Just about all conversations these days involve high inflation and monetary policy tightening. It is tough all over. Central banks all have to make harder and harder choices as inflation keeps surprising to the upside. Take the Fed. They hiked 75 basis points at their last meeting. That was 25 basis points more than was priced in just a week before the meeting.
At the June European Central Bank meeting, President Lagarde also weighed in. She was clear about a 25 basis point hike in July and that the rate hike in September would be larger, presumably 50 basis points if the outlook for medium term inflation is still above target. Putting that simply, if the ECB does not lower its forecast for inflation in 2024, we should expect a 50 basis point hike in September.
A lower inflation forecast faces long odds. Headline inflation in Europe will be pushed around by commodity prices. Consider that European inflation is much more non-core, that is food and energy, than it is core inflation. And for core inflation, the ECB typically looks to economic growth as the key driver, but with about a one year lag. So their forecast for 2024 inflation is going to depend on their forecast for 2023 growth. And it's just very hard to see what data we are going to get by September that's going to meaningfully lower their forecast for 2023 growth. So now the ECB has joined the ranks of central banks that are hiking more and more with the goal of slowing inflation. But they have to face the dilemma that I wrote a few pieces about back in January.
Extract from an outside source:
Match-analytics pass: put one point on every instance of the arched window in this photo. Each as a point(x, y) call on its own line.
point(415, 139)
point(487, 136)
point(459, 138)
At that point, I was discussing the Fed, but the same choice is there and it is stark— either cause a recession and bring inflation down in the near term or engineer a substantial slowdown, but one that is shy of a recession, and accept elevated inflation for years to come. You see, despite the typical lags of policy, if the ECB chose to engineer a recession right now, those effects would almost surely show through to growth by 2023, pulling down inflation in 2024.
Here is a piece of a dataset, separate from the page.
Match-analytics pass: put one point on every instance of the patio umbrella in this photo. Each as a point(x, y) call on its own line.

So why are they making this choice? On the most simple level, no central banker really wants to cause a recession if they can avoid it. And remember that euro area inflation is now heavily driven by food and energy prices. Those noncore prices are only barely related to Euro area activity. It would take a severe recession in Europe to meaningfully drive down noncore prices. And finally, reports are swirling of a new tool to ward off fragmentation in European markets. If we get a hard crash of the economy, that by itself could precipitate the market fragmentation that they're trying to avoid.
So what happens next? The Governing Council is on a hiking cycle, but they want a soft landing. The problem is that we are more pessimistic than they are about Euro Area growth starting as soon as the second half of this year. With inflation currently high and their commitment to tightening to fight that inflation, we might not get the clear signals of a slowdown in the economy before it's too late.
The ECB might think it is choosing the more benign path but if our forecasts are right, the risks of them hiking into a recession, even inadvertently, are clearly rising.